Interactive Plotly Dashboards

📖 Lecture Overview

This first lecture establishes the foundational framework for Data Wrangling & Visualization. By the end of this session, you will have the conceptual grounding and practical starting point needed for the rest of the course.

        Why this matters
        Master pandas for data cleaning, joining, and reshaping — then communicate your findings powerfully with Matplotlib, Seaborn, and Plotly. This lecture sets up everything that follows — make sure you understand the core concepts before proceeding to Week 2.
      

Key Concepts

The lecture introduces the four main pillars of this course: pandas: DataFrame Operations, Data Cleaning Techniques, Matplotlib & Seaborn, Interactive Plotly Dashboards. Each will be explored in depth over the 14-week curriculum, with hands-on projects reinforcing theory at every stage.

# Quick Start: verify your environment is ready for DS102
import sys
print(f"Python {sys.version}")

# Check key libraries are installed
try:
    import numpy, pandas, matplotlib
    print("✅ Core libraries ready")
except ImportError as e:
    print(f"❌ Missing: {e} — run: pip install numpy pandas matplotlib")

This Week's Focus

Focus on mastering: pandas: DataFrame Operations and Data Cleaning Techniques. These are the prerequisites for everything in Week 2. The concepts build on each other — do not skip the practice exercises.

📋 Project 1 of 3 50% of Final Grade

DS102 Project 1: Data Story Dashboard

Take a messy real-world dataset, clean it completely, and build an interactive Plotly dashboard that tells a compelling data story with at least 5 chart types.

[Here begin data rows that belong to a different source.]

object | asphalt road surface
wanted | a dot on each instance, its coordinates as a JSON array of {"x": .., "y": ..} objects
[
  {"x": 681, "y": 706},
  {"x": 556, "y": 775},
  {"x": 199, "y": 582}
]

Cleaning notebook with before/after comparisons
Interactive Plotly dashboard (HTML export)
5+ chart types with annotations
Written narrative: 3 key insights from the data

50%

3 Projects

20%

Midterm Exam

30%

Final Exam

📝 Sample Exam Questions

These represent the style and difficulty of questions you'll see on the midterm and final. Start thinking about them now.

Conceptual Short Answer

Describe three strategies for handling missing values in pandas. When is each appropriate?

Analysis Short Answer

What is the difference between `merge()` and `concat()` in pandas?

Applied Code / Proof

Write pandas code to compute monthly total sales from a DataFrame with `date` and `amount` columns.